HAYDN Symphony 103. Theresienmesse
View record and artist detailsRecord and Artist Details
Genre:
Vocal
Label: Coro
Magazine Review Date: AW22
Media Format: CD or Download
Media Runtime: 74
Mastering:
DDD
Catalogue Number: COR16192

Tracks:
Composition | Artist Credit |
---|---|
Symphony No. 103, 'Drumroll' |
Joseph Haydn, Composer
Handel and Haydn Society Chorus Handel and Haydn Society Orchestra Harry Christophers, Conductor |
Mass No. 12, 'Theresienmesse' |
Joseph Haydn, Composer
Catherine Wyn-Rogers, Mezzo soprano Handel and Haydn Society Chorus Handel and Haydn Society Orchestra Harry Christophers, Conductor Jeremy Budd, Tenor Mary Bevan, Soprano Sumner Thompson, Baritone |
Author: David Threasher
Harry Christophers continues his exploration of Haydn’s late music with a pairing of the penultimate symphony and antepenultimate Mass. The Theresienmesse especially suits this orchestra’s sound, which is a touch softer-grained than some other period-instrument groups. The highest woodwind instruments are a pair of clarinets, giving the work a unique sonic profile without the cut-through of the Harmoniemesse’s flute and oboes or the Nelson Mass’s triple trumpets and prominent organ.

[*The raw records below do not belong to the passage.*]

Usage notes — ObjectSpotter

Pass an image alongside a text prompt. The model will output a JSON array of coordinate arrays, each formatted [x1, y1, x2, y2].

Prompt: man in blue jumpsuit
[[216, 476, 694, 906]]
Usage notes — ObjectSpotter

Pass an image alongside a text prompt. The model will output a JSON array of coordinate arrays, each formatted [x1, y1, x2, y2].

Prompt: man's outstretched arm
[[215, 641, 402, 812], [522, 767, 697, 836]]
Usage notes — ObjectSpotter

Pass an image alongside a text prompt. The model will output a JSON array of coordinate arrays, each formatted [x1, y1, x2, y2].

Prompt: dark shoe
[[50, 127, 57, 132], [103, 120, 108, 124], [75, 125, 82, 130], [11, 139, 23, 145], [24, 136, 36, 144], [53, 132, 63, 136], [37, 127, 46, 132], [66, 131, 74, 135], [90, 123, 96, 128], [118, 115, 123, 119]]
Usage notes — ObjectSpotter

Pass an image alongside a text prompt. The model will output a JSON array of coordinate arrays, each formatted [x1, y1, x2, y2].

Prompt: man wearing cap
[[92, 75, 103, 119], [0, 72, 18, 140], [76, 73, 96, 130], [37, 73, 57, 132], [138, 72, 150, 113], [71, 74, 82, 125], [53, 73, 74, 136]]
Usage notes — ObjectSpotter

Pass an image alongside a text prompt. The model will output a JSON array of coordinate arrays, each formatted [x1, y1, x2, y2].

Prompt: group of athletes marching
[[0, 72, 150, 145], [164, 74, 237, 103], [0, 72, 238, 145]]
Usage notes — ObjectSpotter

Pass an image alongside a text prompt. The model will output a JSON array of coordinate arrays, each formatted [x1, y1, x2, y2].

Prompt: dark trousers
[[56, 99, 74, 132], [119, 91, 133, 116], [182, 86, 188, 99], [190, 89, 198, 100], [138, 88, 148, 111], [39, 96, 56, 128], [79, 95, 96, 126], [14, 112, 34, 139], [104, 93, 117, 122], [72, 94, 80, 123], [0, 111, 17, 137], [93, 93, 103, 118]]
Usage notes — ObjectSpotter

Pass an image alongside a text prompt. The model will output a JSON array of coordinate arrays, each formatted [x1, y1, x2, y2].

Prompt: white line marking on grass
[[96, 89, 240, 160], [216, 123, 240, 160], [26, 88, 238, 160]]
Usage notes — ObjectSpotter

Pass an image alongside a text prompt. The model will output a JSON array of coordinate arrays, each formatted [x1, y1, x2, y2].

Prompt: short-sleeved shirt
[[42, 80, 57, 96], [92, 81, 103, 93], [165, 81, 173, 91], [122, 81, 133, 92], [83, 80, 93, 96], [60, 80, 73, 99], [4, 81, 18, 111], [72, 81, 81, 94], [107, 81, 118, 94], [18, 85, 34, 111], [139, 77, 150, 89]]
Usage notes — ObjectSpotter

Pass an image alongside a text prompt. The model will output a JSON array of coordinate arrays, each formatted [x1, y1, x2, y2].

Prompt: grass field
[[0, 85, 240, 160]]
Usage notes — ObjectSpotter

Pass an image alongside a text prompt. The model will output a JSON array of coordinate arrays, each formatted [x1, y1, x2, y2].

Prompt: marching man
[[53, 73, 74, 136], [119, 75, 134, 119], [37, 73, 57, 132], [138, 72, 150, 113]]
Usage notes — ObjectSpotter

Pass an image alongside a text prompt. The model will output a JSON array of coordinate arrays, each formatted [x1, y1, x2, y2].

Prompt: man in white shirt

The Drumroll Symphony, too, is given a performance that majors on a chamber-like intimacy, in contrast to the outgoing theatricality of a reading such as Marc Minkowski’s with Les Musiciens du Louvre. Minkowski also drives the music somewhat harder, whereas Christophers’s conception is more relaxed, locating the urbanity of this wonderful symphony but missing out, perhaps, on the subversive wit with which Haydn at the height of his powers was able to invest his entertainment music.
The Mass is as enjoyable on the recording as it must have been in concert at Boston’s Symphony Hall as recently as January. The four big-voiced soloists bring character to their parts and the H+H chorus operate as a well-drilled unit. Instrumental balance is not fully ideal, with the all-important clarinets sometimes a subdued presence, and recordings planned for the studio rather than the concert hall might be considered to exhibit more imaginative shaping and phrasing in places. Trevor Pinnock’s 1992 recording was long considered standard among period-instrument performances but the spacious Chandos sound of Richard Hickox’s Collegium Musicum 90, recorded just a few years later, imparts something extra-special to the Theresienmesse.